The survey was the latest in a series of cautious signals. On Monday, the International Monetary Fund said that global growth rates for 2018 and 2019 were “less even, more fragile [and] under threat” than previously expected.
Separately, Minneapolis Federal Reserve President Neel Kashkari wrote a blog post discussing the prospect of an inverted yield curve, or an environment where short-term Treasury rates exceed their long-term counterparts. This is often viewed as one of the most reliable predictors of a recession.
Read more: 5 key ways Wall Street and economists think about the yield curve
“If the Fed continues raising rates, we risk not only inverting the yield curve, but also moving to a contractionary policy stance and putting the brakes on the economy, which the markets are indicating is at this point unnecessary,” he wrote.
On Tuesday, Federal Reserve Chairman Jerome Powell made clear the central bank plans to continue raising interest rate hikes at a pace of once every three months, at least “for now.”

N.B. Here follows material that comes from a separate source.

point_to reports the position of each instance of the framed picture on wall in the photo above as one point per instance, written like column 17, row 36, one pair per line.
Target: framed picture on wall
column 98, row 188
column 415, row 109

In conjunction with this darker outlook, investors have been cutting their exposure to stocks, according to the BofA survey. Equity allocations fell by 14 percentage points to a net overweight reading of 19% overweight in July, their lowest level since November 2016.
This reallocation was a function of weaker views toward international stocks. Investor allocations to European equities fell by 8 percentage points to a net overweight level of 12%, the lowest since December 2016. Allocations to emerging markets tumbled by 23 percentage points in June — the largest monthly drop in two years — bringing holdings to a net underweight of 1%.
Exposure to U.S. stocks increased, on the other hand. Allocations rose by 8 percentage points to 9% overweight, the highest level since February 2017.
Particularly desired were technology stocks, a sector that has driven almost all of the S&P 500’s gains thus far in 2018. Allocation to tech rose by 10 percentage points to net 33% overweight, “making it the most favored sector this month,” according to the survey.
This stampede into tech also spurred some concern that the move was overdone. For a sixth straight month, BofA survey respondents said that “long FAANG+BAT” was the most crowded trade in the market. Fully 53% of those polled cited this group, which refers to five high-flying U.S. internet and technology names (Facebook FB, +1.05% , Apple AAPL, +0.28% , Amazon AMZN, +1.55% , Netflix NFLX, -5.63% , and Google-parent Alphabet GOOGL, +1.63% ), as well as three Chinese ones (Baidu BIDU, +1.06% , Alibaba BABA, +1.07% , and Tencent 0700, -1.47% ).